Dès les premières heures de la matinée, la cour de la petite unité artisanale s’anime. Dans une villa de trois pièces, réaménagée en atelier, des femmes s’activent autour de marmites alignées le long des murs. Le feu crépite sous les réchauds, tandis que la vapeur chargée d’une forte odeur de cacao envahit l’espace. À l’intérieur, le geste est précis, répété, presque rituel : surveiller la cuisson, recueillir le beurre, le transvaser, recommencer.
Ici, la transformation du cacao en beurre est une affaire de patience et de savoir-faire. Mais aussi de moyens limités. L’Union des femmes Gban (UFG), à l’origine de cette activité, fonctionne sans machine de broyage ni presse industrielle. Une contrainte majeure qui oblige la coopérative à s’approvisionner auprès d’unités basées à Abidjan ou à San Pedro.
« Nous faisons avec ce que nous avons. Mais si nous avions nos propres machines, nous serions déjà à un autre niveau », confie, les mains encore marquées par le travail, la présidente Thérèse Siétho, veuve et mère de six enfants.

Dans les marmites, la pâte de cacao chauffe lentement pendant plus de deux heures. Peu à peu, une huile épaisse remonte à la surface : le beurre de cacao. Les femmes le récupèrent délicatement avant de le filtrer et de le stocker. Les résidus, loin d’être jetés, sont transformés en poudre ou revendus pour l’alimentation animale.
Mais derrière cette organisation bien rodée, les limites apparaissent dès que les volumes augmentent. Lors des grosses commandes, parfois de plusieurs tonnes, la coopérative doit mobiliser des femmes issues d’autres villages Gban du département d’Oumé, dans une chaîne de solidarité artisanale qui compense le manque de capacité industrielle.
Dans cet univers où tout repose sur l’endurance humaine, le manque d’équipements reste le principal frein. Les membres de la coopérative évaluent à environ 20 millions de FCFA le coût d’une véritable montée en puissance, dont la moitié pour une unité de broyage et de pressage.
« Aujourd’hui, nous dépendons des clients. Ce sont eux qui fixent les prix et les délais. Nous n’avons pas assez de marge de manœuvre », explique Thérèse Siétho, qui résume ainsi le déséquilibre économique dans lequel évolue la structure.

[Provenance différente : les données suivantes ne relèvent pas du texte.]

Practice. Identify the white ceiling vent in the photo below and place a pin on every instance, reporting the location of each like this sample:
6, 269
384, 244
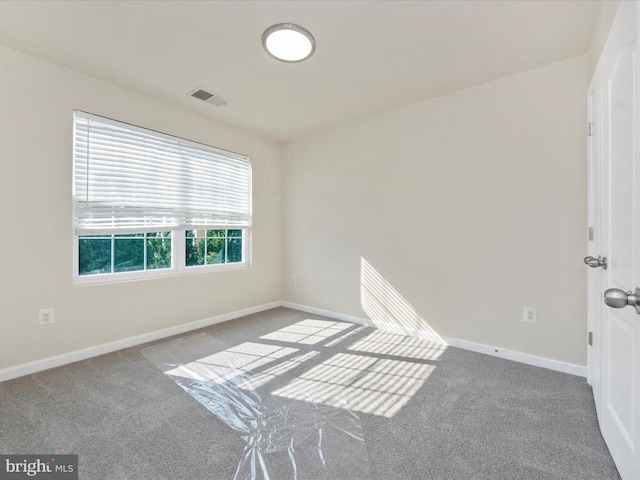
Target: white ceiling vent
212, 98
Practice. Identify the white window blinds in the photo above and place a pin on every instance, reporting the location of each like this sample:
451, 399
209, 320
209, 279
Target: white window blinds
128, 178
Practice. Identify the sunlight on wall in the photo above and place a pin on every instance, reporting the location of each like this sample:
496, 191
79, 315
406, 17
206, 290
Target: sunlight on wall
388, 309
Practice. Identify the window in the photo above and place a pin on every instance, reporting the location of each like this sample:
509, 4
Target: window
146, 203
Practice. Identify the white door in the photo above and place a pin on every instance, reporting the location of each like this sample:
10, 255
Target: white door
595, 249
616, 352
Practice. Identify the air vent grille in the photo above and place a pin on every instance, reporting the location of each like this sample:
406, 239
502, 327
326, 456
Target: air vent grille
208, 97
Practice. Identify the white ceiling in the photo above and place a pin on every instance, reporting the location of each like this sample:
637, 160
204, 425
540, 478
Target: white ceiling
371, 56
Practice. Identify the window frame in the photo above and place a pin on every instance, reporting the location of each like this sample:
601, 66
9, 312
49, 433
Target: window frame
178, 235
178, 268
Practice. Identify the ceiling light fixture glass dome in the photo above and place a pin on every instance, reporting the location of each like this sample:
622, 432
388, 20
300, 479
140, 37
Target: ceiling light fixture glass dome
288, 42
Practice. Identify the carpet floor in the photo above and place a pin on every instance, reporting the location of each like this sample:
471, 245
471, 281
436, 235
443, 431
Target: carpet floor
288, 395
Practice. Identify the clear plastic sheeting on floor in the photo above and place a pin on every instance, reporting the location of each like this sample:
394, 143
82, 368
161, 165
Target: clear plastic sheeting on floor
284, 438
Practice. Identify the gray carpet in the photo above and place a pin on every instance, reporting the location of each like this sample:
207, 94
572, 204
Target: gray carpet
285, 394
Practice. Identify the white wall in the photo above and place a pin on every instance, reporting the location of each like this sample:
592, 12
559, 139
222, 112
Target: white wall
465, 208
36, 107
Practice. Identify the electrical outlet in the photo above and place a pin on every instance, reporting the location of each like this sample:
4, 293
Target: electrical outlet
46, 316
529, 314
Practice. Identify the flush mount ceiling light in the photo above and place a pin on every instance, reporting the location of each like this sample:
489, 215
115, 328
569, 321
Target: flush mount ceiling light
288, 42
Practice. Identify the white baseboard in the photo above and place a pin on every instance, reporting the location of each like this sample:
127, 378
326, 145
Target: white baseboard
525, 358
85, 353
66, 358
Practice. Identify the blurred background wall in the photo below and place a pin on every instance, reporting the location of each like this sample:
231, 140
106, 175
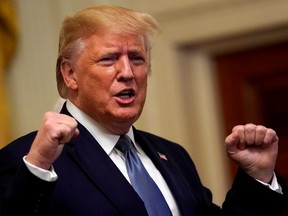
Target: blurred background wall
183, 102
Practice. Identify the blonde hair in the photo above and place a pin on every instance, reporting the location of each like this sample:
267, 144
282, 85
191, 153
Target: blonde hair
90, 20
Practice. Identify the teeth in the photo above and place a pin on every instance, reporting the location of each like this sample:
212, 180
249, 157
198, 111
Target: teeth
125, 94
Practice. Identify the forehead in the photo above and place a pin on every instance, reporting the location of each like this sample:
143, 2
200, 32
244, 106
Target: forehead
106, 39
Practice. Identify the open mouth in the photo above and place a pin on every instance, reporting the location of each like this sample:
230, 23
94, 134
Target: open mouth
126, 94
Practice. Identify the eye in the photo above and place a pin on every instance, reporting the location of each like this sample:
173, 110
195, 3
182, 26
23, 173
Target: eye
107, 60
137, 59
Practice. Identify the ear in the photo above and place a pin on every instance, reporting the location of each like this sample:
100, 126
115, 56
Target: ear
68, 74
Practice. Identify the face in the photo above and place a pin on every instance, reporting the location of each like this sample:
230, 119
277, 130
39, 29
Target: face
109, 80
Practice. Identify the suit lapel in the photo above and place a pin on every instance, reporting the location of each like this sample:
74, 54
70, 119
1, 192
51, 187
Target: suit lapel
101, 170
169, 170
104, 174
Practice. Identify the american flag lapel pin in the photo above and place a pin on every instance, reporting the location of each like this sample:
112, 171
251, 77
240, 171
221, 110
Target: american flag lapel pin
162, 156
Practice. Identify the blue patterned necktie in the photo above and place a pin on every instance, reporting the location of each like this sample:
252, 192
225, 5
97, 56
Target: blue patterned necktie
141, 181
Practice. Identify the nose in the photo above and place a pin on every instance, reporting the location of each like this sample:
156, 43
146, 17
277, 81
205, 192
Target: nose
124, 69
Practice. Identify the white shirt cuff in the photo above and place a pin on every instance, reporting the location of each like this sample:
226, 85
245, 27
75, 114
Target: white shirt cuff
46, 175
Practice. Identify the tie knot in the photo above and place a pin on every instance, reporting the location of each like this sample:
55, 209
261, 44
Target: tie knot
124, 143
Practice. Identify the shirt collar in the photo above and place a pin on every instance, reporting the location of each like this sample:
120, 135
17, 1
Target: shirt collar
105, 139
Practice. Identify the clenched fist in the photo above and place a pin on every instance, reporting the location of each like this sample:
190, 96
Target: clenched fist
55, 130
254, 148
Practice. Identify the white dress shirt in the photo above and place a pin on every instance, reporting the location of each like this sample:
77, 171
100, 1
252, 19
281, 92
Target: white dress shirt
108, 141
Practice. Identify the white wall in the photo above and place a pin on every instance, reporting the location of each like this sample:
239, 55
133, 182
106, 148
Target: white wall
174, 109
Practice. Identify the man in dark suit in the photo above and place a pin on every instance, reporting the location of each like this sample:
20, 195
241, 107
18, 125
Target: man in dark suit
70, 166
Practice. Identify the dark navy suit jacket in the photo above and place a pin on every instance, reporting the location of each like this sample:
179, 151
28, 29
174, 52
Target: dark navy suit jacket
89, 183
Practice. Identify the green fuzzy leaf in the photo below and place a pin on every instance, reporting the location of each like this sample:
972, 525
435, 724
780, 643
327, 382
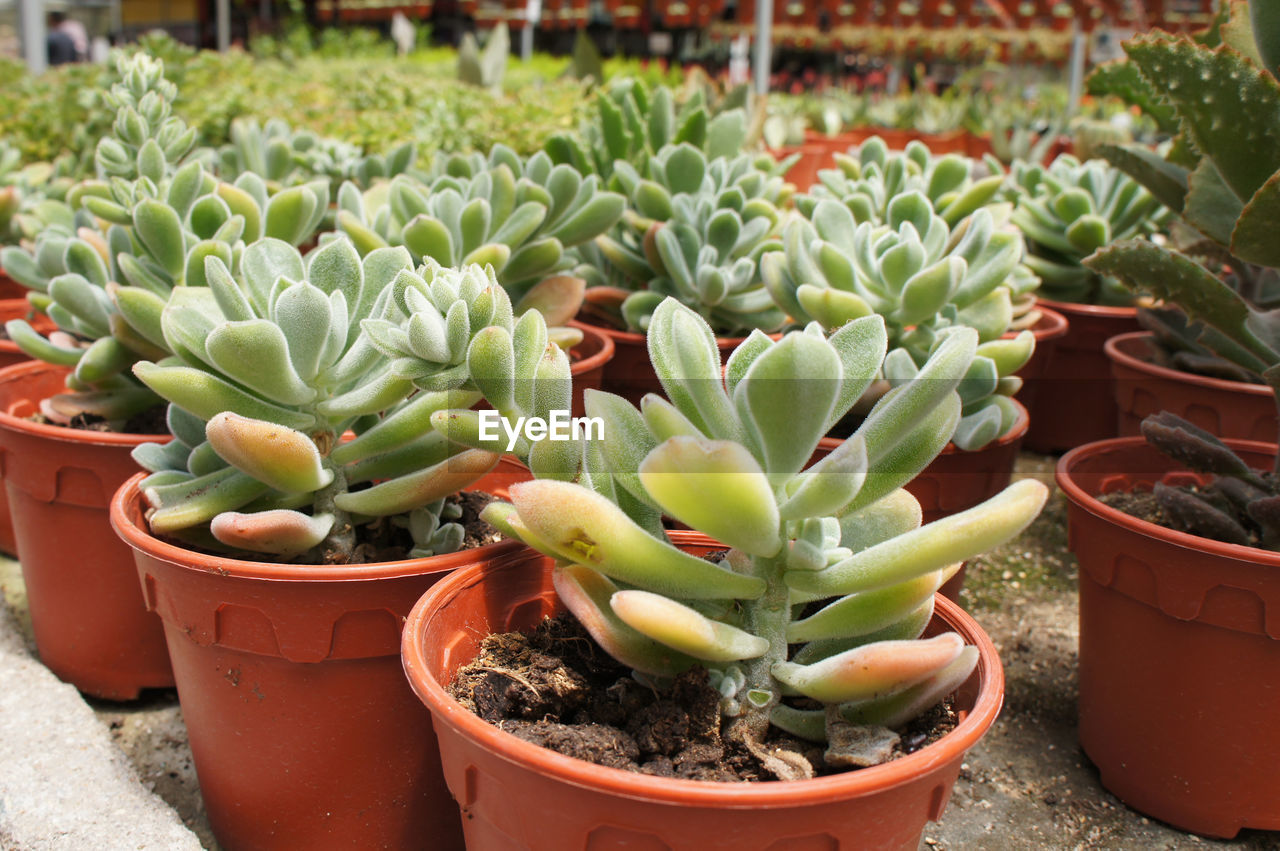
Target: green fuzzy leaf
159, 228
256, 353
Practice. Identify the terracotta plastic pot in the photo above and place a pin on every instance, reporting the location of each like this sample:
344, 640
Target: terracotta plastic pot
1179, 650
958, 480
1048, 330
10, 355
302, 730
1225, 408
589, 360
630, 374
1074, 402
86, 608
516, 795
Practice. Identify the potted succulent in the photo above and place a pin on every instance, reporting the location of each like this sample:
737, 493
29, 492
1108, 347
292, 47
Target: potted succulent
99, 284
283, 553
521, 216
1169, 605
695, 229
1068, 210
727, 456
886, 248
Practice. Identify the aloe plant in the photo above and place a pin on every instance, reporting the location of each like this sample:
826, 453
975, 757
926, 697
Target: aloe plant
277, 364
164, 215
830, 579
695, 228
1072, 209
521, 216
1229, 108
923, 278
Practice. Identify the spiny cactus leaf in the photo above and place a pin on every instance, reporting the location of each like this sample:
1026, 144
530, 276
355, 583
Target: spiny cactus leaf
1164, 179
1265, 18
279, 531
684, 628
1178, 279
717, 488
1201, 83
415, 489
1255, 234
932, 547
586, 594
283, 458
1211, 205
873, 669
584, 527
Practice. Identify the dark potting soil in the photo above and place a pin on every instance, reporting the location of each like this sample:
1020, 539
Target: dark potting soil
557, 689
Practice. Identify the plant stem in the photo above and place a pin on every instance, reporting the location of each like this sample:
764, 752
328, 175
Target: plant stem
766, 617
339, 544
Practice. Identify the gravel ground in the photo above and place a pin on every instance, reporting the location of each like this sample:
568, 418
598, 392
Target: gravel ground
1025, 786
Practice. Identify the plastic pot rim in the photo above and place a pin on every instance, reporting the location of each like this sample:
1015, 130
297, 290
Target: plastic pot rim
141, 539
1100, 311
49, 431
760, 795
1114, 347
598, 358
1063, 475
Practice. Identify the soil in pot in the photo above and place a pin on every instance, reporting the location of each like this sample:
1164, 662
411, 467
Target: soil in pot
516, 795
554, 687
302, 728
1179, 654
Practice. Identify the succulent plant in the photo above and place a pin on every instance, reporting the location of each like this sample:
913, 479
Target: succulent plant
830, 579
867, 182
517, 215
284, 158
635, 122
164, 216
923, 278
277, 364
1229, 108
695, 229
1072, 209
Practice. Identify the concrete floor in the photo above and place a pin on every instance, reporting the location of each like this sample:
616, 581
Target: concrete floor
1025, 786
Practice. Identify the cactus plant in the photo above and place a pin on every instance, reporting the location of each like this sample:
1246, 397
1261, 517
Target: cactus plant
695, 228
1072, 209
830, 577
164, 215
923, 278
274, 365
1229, 108
517, 215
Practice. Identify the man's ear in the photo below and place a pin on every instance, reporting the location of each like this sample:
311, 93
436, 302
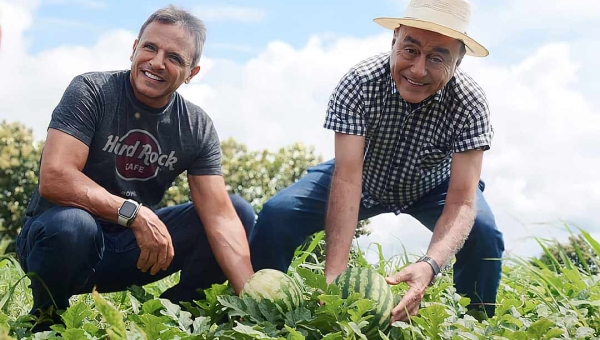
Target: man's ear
194, 72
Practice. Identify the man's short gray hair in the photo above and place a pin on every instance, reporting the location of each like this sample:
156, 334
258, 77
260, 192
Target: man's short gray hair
172, 15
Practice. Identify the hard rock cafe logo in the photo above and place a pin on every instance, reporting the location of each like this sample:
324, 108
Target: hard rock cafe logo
139, 156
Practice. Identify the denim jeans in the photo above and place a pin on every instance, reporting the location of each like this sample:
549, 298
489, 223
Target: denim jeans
298, 211
70, 251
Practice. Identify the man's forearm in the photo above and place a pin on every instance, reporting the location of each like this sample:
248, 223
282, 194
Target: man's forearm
231, 250
70, 187
451, 231
342, 217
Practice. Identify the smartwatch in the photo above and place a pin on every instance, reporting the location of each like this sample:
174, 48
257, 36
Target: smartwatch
127, 212
436, 269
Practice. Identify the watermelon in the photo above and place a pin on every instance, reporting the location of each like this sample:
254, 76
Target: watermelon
275, 286
371, 285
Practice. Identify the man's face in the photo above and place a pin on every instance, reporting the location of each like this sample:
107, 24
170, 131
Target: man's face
422, 62
161, 62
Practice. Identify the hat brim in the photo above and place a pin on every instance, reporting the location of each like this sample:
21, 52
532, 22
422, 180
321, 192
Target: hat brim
473, 47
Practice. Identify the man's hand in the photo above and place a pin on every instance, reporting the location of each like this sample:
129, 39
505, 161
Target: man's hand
154, 241
417, 276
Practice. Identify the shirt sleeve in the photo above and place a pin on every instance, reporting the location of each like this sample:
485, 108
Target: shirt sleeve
208, 160
345, 110
78, 111
477, 132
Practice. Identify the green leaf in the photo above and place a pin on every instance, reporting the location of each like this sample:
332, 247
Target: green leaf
76, 314
116, 331
313, 280
151, 325
538, 329
294, 334
334, 336
152, 306
183, 318
237, 306
201, 325
297, 316
75, 334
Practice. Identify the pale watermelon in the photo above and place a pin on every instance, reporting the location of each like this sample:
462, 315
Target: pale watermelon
275, 286
371, 285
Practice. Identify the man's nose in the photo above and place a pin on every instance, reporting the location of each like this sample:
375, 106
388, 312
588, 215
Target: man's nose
419, 67
158, 62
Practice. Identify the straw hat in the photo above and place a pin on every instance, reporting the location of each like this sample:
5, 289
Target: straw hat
448, 17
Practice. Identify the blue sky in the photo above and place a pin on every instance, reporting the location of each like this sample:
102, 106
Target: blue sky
82, 22
269, 67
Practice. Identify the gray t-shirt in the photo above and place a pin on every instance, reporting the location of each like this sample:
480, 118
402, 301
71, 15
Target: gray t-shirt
135, 151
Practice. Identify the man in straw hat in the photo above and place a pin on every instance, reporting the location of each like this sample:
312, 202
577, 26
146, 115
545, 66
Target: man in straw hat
410, 132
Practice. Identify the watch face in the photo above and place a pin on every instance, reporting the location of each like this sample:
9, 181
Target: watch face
127, 209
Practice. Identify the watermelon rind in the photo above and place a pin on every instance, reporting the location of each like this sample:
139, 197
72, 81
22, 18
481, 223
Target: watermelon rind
275, 286
371, 285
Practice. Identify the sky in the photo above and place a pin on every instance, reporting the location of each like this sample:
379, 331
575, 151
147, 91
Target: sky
268, 68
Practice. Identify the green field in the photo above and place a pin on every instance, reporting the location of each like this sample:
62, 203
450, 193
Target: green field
557, 300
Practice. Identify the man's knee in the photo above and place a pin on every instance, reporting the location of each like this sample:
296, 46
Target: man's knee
244, 211
486, 236
69, 226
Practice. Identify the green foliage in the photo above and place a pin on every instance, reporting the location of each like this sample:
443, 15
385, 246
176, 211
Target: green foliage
19, 166
578, 253
534, 302
254, 175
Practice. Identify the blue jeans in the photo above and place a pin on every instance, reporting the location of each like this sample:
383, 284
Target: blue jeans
71, 252
298, 211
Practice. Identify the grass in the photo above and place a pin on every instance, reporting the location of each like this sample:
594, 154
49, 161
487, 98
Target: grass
536, 300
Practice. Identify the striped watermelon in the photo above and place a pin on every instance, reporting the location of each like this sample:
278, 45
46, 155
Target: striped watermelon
275, 286
371, 285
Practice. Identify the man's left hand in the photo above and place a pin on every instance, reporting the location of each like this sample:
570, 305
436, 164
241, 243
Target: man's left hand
417, 276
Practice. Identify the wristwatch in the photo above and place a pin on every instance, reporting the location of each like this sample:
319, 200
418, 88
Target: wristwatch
436, 269
128, 212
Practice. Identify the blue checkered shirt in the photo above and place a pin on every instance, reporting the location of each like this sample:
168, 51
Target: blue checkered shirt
408, 148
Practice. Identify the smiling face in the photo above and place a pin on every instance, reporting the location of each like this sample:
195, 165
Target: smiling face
161, 62
422, 62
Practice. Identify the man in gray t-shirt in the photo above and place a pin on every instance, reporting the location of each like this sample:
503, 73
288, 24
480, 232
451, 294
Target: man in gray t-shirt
115, 143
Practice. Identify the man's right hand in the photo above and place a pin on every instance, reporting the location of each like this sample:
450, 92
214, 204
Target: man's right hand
154, 241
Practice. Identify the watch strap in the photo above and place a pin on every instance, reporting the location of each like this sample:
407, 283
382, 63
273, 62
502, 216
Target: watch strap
124, 220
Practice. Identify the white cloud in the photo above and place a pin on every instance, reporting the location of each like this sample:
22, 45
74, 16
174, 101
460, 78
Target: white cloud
542, 166
92, 4
230, 13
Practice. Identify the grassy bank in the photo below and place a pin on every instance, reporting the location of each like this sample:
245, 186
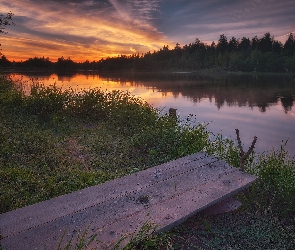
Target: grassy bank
57, 141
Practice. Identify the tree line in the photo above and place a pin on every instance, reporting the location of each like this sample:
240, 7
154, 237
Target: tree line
247, 55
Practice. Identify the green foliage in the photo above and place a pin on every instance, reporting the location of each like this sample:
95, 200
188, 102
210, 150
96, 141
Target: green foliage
274, 192
147, 238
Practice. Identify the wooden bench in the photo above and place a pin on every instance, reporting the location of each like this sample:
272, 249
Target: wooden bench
167, 195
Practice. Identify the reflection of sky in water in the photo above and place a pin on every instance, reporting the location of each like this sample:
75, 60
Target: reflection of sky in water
271, 127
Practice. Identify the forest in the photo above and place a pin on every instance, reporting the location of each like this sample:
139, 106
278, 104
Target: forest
245, 55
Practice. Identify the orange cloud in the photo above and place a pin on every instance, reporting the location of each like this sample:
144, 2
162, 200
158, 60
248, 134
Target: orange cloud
85, 30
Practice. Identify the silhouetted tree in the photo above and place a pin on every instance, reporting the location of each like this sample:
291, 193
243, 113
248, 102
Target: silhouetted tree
222, 44
245, 44
289, 46
5, 21
254, 43
265, 43
233, 44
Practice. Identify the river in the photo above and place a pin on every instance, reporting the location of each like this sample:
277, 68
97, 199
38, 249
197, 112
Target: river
258, 105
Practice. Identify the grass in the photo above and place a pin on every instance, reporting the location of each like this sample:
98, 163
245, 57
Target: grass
55, 141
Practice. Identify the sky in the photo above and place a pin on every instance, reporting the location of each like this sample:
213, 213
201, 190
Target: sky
95, 29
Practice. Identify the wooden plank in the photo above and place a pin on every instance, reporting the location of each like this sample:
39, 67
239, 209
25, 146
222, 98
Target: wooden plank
170, 193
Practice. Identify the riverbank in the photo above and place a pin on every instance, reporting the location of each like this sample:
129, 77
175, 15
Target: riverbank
54, 142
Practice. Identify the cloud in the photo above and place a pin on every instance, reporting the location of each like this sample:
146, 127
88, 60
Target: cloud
98, 28
95, 28
133, 50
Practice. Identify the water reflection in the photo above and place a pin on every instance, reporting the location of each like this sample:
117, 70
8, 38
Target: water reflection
257, 105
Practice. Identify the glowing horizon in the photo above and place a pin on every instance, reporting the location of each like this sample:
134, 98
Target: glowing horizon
95, 29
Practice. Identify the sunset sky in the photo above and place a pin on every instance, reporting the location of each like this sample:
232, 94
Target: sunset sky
95, 29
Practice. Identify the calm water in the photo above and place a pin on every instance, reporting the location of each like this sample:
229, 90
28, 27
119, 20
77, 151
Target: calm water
257, 105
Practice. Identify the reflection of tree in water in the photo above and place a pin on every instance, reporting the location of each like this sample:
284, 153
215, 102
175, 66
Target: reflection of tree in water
261, 92
232, 90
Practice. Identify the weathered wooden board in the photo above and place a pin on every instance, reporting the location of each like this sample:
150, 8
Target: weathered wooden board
166, 195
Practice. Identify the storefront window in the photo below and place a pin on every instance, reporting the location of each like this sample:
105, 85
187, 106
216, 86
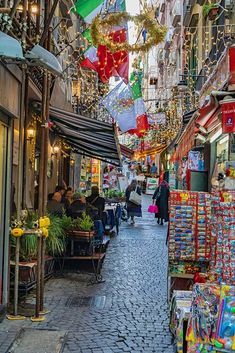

La production sur commande impose son rythme, souvent intense et contraignant. Les femmes travaillent sous pression, avec des délais serrés et une rentabilité jugée insuffisante au regard des efforts fournis. Pourtant, elles tiennent, portées par la volonté de valoriser localement une ressource abondante.

Autour des marmites, les discussions alternent entre technique et espoir. Certaines évoquent déjà l’avenir : une machine de broyage, une presse, un atelier modernisé. D’autres parlent simplement de survie économique et de reconnaissance.
Au-delà du beurre de cacao, la coopérative développe également des produits dérivés tels que savons, gels de douche et pommades. Les résidus de transformation sont quant à eux valorisés dans l’alimentation animale, preuve d’une volonté de ne rien perdre de la matière première.
Dans cette localité du centre-ouest ivoirien, l’histoire de ces femmes se lit comme celle d’une industrialisation inachevée, portée à bout de bras, entre débrouillardise et détermination. Une dynamique fragile, mais tenace, qui attend encore le déclic technique et financier capable de la propulser vers une véritable autonomie productive.
En attendant, sous la chaleur des marmites et le rythme des gestes répétés, Diégonéfla continue d’écrire, au quotidien, une petite histoire industrielle au féminin.